Klassisches kollegiales Feedback
Im Alltag erhalten Lehrerinnen und Lehrer nur wenig Feedback zum eigenen Unterricht. Das System des kollegialen Feedbacks bietet die Möglichkeit, Kolleginnen und Kollegen in das eigene Klassenzimmer einzuladen und so eine vertrauensvolle Beurteilung zu erhalten. Im Workshop wurden nicht nur die Voraussetzungen für kollegiales Feedback erläutert, sondern gemeinsam erarbeitete die Gruppe Chancen und Risiken.
5.
Kommunikation im Team
Da an der MHS nicht nur der Ausbildungsberuf Büromanagement im Team unterrichtet wird, sondern auch die Klassen des BK Fremdsprachen, ist Kommunikation ein entscheidender Schlüssel zum Gelingen des Team-Konzepts. In dieser Workshoprunde lernten die Teilnehmer die vier Felder der Kommunikation kennen und näherten sich im Anschluss ihrer eigenen Kommunikation in spielerischer Form.

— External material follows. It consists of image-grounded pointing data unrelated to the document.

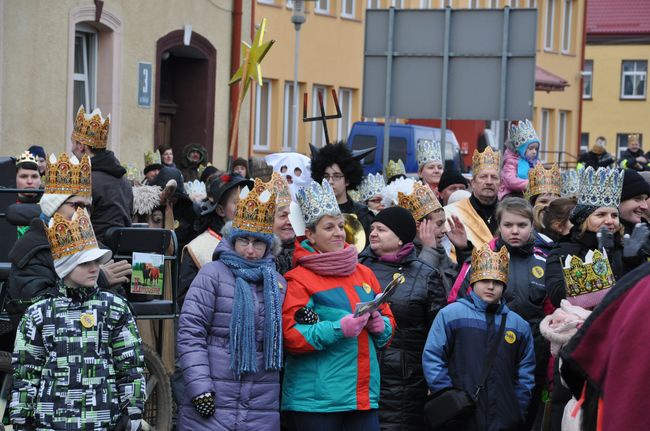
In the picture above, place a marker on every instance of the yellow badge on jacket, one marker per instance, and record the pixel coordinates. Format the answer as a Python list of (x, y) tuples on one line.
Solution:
[(87, 320)]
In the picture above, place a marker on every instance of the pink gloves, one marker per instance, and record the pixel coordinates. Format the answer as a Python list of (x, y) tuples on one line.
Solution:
[(352, 326), (376, 323)]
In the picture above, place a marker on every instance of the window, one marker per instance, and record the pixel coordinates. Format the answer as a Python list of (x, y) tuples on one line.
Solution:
[(263, 115), (633, 79), (621, 142), (323, 6), (566, 27), (348, 8), (549, 24), (317, 132), (290, 116), (587, 79), (85, 69), (561, 134), (345, 122)]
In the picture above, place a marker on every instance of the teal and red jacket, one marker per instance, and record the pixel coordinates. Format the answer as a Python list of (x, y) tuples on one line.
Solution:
[(324, 371)]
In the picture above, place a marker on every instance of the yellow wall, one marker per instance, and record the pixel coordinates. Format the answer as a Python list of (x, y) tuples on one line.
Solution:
[(606, 114), (34, 71)]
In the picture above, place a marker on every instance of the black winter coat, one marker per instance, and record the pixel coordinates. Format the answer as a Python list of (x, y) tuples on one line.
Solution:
[(415, 304), (112, 194)]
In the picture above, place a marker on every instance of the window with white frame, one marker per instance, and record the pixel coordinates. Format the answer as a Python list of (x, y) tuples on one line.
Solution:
[(317, 132), (345, 122), (322, 6), (263, 115), (633, 79), (85, 68), (588, 79), (566, 26), (549, 24), (290, 115), (561, 134), (348, 8)]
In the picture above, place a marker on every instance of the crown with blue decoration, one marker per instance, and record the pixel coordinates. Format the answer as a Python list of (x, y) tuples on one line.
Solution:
[(371, 185), (523, 133), (570, 183), (316, 201), (601, 188), (428, 151)]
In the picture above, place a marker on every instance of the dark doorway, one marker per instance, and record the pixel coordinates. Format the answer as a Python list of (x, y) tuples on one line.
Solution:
[(185, 88)]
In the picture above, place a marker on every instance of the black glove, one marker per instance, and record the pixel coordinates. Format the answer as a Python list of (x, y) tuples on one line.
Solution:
[(204, 404), (632, 244)]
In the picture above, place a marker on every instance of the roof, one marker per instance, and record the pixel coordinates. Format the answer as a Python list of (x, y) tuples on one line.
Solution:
[(547, 81), (624, 17)]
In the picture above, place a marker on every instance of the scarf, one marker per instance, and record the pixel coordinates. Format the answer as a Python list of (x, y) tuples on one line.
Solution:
[(333, 264), (401, 254), (242, 321)]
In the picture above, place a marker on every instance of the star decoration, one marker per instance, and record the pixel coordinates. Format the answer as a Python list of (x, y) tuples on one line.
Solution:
[(255, 54)]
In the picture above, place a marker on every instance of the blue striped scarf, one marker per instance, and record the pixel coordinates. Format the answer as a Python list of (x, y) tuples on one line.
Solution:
[(242, 322)]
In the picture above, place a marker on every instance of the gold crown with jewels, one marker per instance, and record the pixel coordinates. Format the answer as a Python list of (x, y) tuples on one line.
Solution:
[(488, 159), (68, 176), (91, 129), (489, 265), (70, 237), (255, 209), (542, 180)]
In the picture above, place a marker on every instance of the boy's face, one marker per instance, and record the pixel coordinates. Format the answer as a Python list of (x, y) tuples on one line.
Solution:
[(84, 275), (489, 291)]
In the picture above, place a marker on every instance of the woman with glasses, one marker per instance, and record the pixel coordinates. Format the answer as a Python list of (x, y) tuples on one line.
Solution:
[(230, 328), (331, 377)]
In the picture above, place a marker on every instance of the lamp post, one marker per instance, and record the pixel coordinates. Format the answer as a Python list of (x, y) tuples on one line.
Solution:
[(297, 18)]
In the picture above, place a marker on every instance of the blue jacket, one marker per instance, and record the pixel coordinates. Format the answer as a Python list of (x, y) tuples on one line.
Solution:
[(456, 351)]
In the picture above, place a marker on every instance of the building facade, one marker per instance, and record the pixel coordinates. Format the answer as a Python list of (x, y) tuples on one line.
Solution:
[(159, 67), (615, 101)]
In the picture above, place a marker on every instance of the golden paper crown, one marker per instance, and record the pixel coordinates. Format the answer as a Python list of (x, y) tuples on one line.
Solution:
[(255, 209), (541, 180), (91, 129), (152, 158), (420, 202), (591, 276), (488, 159), (70, 237), (395, 168), (26, 157), (68, 176), (489, 265)]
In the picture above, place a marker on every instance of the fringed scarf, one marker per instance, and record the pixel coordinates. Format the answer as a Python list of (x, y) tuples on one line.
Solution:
[(242, 322)]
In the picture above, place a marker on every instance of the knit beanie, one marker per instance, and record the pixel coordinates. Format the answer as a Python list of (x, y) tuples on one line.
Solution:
[(634, 185), (450, 177), (400, 221), (50, 202)]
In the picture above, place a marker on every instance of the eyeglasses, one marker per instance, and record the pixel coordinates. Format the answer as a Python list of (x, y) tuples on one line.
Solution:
[(258, 244), (335, 177)]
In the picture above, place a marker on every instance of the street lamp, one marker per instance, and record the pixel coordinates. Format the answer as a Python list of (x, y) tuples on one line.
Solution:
[(297, 18)]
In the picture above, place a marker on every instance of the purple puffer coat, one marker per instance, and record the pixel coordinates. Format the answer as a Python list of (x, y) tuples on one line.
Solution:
[(252, 403)]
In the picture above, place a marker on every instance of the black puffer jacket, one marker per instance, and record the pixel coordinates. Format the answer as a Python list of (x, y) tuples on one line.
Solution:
[(112, 194), (414, 305)]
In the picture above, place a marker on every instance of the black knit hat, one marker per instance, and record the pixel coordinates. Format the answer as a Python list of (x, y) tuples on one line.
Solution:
[(450, 177), (400, 221), (634, 185)]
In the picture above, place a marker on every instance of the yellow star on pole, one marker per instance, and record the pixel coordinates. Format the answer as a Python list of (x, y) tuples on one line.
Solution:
[(253, 56)]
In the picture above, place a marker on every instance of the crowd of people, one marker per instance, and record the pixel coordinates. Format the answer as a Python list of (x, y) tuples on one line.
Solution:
[(501, 289)]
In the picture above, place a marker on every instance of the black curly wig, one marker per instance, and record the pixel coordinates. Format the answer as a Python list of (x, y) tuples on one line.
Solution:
[(340, 154)]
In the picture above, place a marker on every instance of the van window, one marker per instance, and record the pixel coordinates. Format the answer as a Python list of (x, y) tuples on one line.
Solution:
[(362, 142), (398, 149)]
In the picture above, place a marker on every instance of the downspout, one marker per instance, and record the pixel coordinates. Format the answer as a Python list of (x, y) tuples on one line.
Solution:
[(235, 42), (582, 65)]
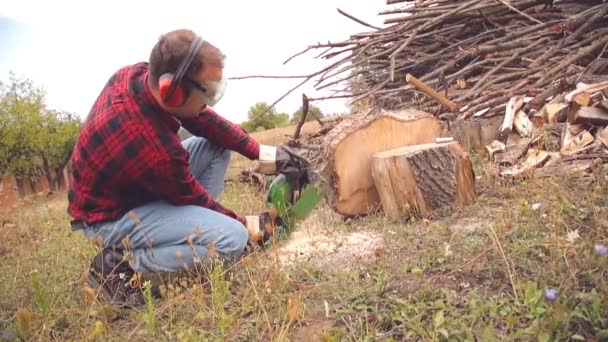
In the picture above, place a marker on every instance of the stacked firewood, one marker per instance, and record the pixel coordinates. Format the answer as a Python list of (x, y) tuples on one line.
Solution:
[(569, 133), (477, 53)]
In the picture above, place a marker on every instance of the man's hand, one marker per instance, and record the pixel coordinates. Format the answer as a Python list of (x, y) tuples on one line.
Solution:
[(282, 159), (285, 160), (263, 226)]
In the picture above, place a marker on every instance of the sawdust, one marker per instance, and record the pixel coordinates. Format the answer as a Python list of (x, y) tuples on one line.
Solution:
[(469, 225), (326, 245)]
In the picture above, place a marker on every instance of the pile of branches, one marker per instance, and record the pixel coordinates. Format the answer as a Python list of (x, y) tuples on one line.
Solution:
[(476, 53)]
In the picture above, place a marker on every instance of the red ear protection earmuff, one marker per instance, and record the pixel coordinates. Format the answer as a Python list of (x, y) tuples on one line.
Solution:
[(170, 86)]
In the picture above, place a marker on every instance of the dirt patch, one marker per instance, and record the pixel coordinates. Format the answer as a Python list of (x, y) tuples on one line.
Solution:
[(326, 246), (315, 329), (469, 225)]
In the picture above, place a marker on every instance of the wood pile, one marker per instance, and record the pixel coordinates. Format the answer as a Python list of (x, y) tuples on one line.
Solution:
[(478, 53), (569, 133), (524, 80)]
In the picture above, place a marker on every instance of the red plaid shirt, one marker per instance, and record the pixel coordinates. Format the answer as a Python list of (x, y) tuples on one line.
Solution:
[(129, 153)]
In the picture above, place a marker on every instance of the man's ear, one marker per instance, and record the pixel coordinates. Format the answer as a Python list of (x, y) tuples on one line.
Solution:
[(175, 99)]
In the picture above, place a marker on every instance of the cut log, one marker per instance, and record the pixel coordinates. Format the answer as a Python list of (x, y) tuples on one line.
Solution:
[(515, 149), (475, 133), (495, 147), (548, 138), (522, 124), (535, 159), (591, 116), (580, 100), (421, 178), (573, 144), (602, 136), (349, 147), (555, 112)]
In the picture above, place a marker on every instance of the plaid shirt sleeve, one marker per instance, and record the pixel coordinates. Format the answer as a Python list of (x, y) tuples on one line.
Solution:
[(222, 132), (183, 188)]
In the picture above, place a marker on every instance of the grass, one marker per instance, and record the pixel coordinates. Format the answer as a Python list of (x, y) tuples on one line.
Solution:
[(477, 274)]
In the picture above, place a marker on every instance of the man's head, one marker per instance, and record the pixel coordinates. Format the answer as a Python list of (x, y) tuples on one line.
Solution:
[(203, 82)]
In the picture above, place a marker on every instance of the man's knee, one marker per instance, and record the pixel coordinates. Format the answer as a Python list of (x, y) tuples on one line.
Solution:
[(232, 243)]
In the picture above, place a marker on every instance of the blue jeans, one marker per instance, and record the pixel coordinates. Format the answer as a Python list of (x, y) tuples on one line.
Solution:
[(171, 238)]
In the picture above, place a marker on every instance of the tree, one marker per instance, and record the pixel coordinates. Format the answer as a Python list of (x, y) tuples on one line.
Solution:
[(33, 138), (21, 138), (313, 112), (260, 118)]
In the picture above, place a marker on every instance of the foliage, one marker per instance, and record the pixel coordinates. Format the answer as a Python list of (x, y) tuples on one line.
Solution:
[(260, 118), (313, 112), (32, 136)]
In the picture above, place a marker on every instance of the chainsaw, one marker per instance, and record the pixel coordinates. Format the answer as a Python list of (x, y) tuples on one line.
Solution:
[(292, 198)]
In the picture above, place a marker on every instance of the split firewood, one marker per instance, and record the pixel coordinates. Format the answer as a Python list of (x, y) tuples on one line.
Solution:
[(349, 147), (495, 147), (576, 129), (579, 100), (563, 169), (591, 116), (602, 136), (555, 112), (548, 138), (523, 124), (418, 179), (535, 158), (574, 144), (514, 151), (586, 88)]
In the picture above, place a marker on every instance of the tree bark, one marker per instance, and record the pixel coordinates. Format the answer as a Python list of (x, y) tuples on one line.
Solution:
[(421, 178), (348, 150)]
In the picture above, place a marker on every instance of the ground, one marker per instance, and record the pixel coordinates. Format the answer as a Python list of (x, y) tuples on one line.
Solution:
[(486, 272)]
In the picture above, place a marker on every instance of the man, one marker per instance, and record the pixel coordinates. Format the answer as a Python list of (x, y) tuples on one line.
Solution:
[(148, 198)]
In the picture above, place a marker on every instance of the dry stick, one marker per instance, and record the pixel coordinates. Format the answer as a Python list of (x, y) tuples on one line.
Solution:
[(296, 134), (425, 26), (571, 60), (265, 76), (429, 91), (357, 20), (553, 50), (502, 253), (487, 75), (257, 297), (520, 12)]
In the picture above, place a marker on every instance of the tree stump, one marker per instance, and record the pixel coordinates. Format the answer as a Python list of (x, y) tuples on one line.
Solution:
[(348, 150), (421, 178)]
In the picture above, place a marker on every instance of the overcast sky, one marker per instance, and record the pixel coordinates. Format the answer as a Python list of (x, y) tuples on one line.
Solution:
[(72, 47)]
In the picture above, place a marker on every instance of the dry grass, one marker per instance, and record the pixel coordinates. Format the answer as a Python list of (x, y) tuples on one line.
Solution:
[(476, 274)]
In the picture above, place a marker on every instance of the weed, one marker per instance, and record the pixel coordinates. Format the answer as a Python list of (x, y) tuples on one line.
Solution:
[(519, 264)]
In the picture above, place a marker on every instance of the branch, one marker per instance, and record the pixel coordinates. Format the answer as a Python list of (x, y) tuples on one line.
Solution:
[(357, 20)]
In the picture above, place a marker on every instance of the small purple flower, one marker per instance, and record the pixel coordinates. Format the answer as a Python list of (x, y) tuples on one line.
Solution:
[(601, 250), (551, 294)]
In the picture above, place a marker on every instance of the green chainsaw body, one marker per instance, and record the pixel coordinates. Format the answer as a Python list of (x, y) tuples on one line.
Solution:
[(279, 196)]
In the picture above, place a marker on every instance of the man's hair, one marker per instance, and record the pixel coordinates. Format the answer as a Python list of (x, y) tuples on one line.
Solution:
[(172, 47)]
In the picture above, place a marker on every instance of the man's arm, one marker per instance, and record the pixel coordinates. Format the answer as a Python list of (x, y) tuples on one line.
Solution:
[(173, 181), (222, 132)]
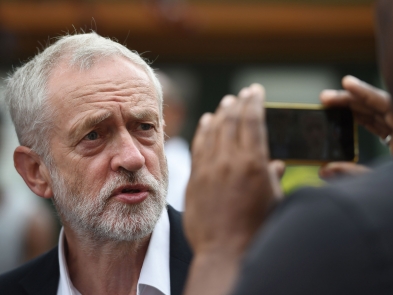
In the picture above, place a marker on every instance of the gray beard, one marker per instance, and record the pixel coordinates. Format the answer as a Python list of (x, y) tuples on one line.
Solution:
[(101, 218)]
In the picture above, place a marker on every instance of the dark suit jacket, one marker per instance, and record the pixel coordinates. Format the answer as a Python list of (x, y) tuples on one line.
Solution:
[(333, 240), (41, 275)]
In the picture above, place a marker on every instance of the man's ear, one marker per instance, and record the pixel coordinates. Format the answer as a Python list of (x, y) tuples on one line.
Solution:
[(33, 171)]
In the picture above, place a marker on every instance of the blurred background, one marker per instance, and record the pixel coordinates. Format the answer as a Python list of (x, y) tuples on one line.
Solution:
[(295, 48)]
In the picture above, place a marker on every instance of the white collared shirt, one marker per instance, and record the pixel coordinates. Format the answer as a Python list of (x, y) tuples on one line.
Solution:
[(154, 278)]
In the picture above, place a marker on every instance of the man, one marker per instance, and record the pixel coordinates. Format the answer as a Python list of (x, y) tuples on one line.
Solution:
[(88, 114), (332, 240)]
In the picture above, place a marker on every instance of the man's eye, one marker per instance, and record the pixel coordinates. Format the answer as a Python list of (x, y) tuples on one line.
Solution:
[(146, 126), (93, 135)]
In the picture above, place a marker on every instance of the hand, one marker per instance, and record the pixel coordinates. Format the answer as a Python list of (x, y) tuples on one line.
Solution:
[(335, 169), (231, 189), (372, 107)]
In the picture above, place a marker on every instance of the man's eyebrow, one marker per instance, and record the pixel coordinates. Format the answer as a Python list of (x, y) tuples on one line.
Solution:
[(87, 123), (145, 115)]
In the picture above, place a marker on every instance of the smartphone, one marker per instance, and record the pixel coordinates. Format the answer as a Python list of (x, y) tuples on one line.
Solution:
[(311, 134)]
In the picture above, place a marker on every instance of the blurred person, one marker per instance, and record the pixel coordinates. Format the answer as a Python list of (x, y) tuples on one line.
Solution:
[(332, 240), (27, 226), (88, 115), (177, 150)]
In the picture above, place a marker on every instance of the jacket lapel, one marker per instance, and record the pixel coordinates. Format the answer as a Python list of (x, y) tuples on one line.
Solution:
[(180, 253), (43, 279)]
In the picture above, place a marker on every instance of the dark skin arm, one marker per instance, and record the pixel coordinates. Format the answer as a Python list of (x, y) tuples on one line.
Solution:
[(372, 108), (231, 190)]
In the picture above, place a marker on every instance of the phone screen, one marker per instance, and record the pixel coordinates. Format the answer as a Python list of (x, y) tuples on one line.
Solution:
[(311, 135)]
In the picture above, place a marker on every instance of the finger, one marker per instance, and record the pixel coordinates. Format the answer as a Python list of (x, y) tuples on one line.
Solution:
[(335, 169), (252, 128), (278, 168), (375, 124), (336, 98), (372, 97), (227, 123), (203, 141)]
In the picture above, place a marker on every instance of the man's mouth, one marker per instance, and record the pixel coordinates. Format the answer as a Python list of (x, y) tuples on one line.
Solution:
[(131, 193)]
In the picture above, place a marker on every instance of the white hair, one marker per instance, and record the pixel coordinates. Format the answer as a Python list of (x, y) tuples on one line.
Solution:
[(26, 89)]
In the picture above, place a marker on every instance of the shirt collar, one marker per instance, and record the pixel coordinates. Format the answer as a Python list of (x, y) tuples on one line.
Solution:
[(154, 278)]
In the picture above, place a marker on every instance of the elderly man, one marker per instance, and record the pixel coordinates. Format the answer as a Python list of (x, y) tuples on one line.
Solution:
[(88, 114), (332, 240)]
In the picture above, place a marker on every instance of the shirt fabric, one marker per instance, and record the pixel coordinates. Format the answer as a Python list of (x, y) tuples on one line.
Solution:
[(154, 278)]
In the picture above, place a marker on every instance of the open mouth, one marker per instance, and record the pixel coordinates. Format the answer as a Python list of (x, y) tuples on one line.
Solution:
[(130, 191)]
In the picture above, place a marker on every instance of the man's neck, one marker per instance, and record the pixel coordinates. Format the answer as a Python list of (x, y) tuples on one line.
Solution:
[(105, 267)]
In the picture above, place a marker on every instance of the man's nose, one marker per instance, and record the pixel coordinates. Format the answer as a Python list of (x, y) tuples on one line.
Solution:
[(127, 154)]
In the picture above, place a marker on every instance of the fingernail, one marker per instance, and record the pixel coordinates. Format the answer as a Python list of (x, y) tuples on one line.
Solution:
[(227, 101), (329, 92), (245, 92), (205, 119), (352, 79)]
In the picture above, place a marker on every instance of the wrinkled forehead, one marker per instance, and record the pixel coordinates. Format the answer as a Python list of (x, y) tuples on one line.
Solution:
[(111, 75)]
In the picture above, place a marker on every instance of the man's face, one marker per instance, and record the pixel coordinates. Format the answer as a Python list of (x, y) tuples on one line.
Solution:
[(110, 173)]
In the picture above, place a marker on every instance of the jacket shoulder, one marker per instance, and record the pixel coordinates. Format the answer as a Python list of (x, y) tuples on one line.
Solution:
[(38, 276)]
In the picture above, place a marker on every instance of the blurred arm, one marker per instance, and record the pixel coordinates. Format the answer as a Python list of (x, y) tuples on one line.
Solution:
[(231, 189)]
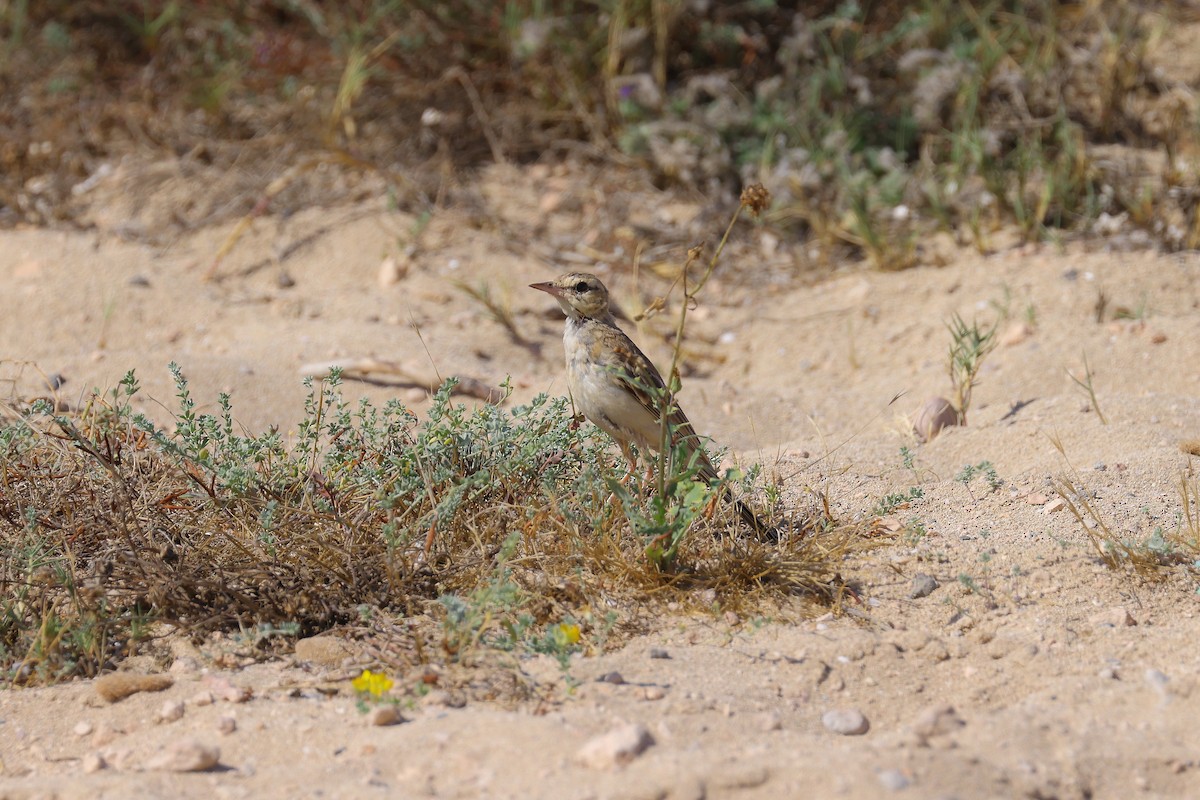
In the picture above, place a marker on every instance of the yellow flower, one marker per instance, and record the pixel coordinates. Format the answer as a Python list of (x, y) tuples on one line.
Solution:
[(569, 633), (372, 683)]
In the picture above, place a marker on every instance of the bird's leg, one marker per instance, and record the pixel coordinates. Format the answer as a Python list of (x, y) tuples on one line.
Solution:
[(628, 452)]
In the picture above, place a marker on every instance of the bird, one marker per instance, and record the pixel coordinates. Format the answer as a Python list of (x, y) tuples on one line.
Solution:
[(619, 390)]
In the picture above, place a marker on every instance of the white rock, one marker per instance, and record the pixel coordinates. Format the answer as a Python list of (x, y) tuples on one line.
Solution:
[(185, 756), (849, 722), (171, 711), (617, 747)]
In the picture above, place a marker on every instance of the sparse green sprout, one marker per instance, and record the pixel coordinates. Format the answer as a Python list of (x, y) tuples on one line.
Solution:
[(970, 346), (985, 469), (1087, 385)]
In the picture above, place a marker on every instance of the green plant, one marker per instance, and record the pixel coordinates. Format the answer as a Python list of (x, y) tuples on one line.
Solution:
[(889, 503), (969, 348), (1086, 384), (111, 524)]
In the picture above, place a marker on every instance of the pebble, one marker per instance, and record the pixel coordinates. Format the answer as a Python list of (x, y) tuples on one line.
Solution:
[(324, 650), (847, 722), (185, 756), (391, 271), (923, 585), (617, 747), (118, 685), (1115, 617), (771, 721), (935, 414), (105, 734), (229, 692), (1157, 679), (384, 715), (171, 711), (936, 721), (894, 780), (184, 665)]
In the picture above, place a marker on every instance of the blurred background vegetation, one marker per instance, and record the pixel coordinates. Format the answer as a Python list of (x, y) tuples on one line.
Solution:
[(873, 124)]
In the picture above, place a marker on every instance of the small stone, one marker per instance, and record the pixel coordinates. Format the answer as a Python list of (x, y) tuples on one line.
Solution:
[(894, 780), (923, 585), (1157, 679), (771, 721), (324, 650), (185, 756), (105, 734), (936, 721), (171, 711), (384, 715), (1115, 617), (391, 271), (847, 722), (118, 685), (738, 777), (184, 666), (933, 416), (1015, 334), (617, 747), (229, 692)]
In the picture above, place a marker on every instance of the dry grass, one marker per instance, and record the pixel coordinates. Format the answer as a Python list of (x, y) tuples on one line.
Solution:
[(109, 525), (1149, 555)]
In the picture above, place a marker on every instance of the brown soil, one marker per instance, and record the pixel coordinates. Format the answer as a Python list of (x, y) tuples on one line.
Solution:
[(1068, 679)]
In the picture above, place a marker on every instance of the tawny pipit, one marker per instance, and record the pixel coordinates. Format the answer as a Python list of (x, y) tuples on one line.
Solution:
[(617, 388)]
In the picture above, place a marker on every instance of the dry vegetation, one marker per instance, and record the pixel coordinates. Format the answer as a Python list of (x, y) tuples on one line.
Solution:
[(487, 528)]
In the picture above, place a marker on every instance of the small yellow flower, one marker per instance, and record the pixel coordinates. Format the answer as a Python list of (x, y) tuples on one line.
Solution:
[(569, 633), (372, 683)]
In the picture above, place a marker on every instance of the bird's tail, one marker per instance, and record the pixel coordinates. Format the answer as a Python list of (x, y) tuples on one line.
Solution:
[(693, 451)]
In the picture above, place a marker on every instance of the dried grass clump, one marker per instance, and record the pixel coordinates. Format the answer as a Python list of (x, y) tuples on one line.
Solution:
[(465, 533)]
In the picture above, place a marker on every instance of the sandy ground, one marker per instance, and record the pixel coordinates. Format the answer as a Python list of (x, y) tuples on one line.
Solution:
[(1031, 671)]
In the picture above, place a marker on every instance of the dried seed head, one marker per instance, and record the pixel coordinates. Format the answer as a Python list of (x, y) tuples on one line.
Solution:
[(756, 198)]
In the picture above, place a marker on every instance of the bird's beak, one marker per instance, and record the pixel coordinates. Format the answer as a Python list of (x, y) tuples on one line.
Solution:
[(547, 287)]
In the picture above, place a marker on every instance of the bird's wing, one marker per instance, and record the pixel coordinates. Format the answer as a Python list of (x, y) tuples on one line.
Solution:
[(645, 382)]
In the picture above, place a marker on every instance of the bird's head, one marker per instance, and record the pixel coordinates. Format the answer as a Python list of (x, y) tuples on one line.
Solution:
[(580, 294)]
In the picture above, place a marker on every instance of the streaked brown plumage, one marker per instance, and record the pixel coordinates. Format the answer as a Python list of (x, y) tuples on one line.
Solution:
[(609, 377)]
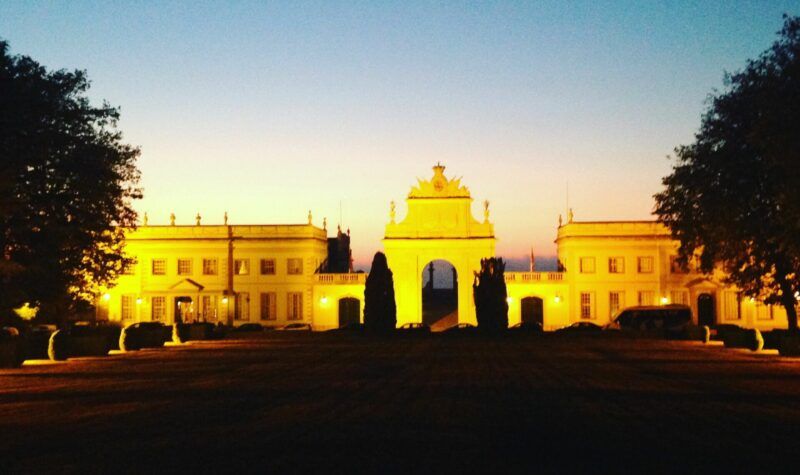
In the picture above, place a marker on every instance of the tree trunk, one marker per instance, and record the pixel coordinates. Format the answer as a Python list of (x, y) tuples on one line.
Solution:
[(791, 313)]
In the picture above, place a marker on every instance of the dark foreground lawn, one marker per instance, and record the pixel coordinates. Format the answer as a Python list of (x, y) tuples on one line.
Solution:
[(343, 404)]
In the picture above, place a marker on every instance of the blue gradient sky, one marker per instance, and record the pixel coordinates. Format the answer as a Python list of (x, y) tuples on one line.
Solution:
[(270, 109)]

Alles in Allem erhielten die Lehrerinnen und Lehrer der MHS viel Input, um den eigenen Unterricht zu reflektieren, den Bereich Kommunikation zu beleuchten und sich selbst weiterzuentwickeln.

Der Tag war nicht aufgrund der kompetenten Referenten ein voller Erfolg, sondern auch dank der guten Planung.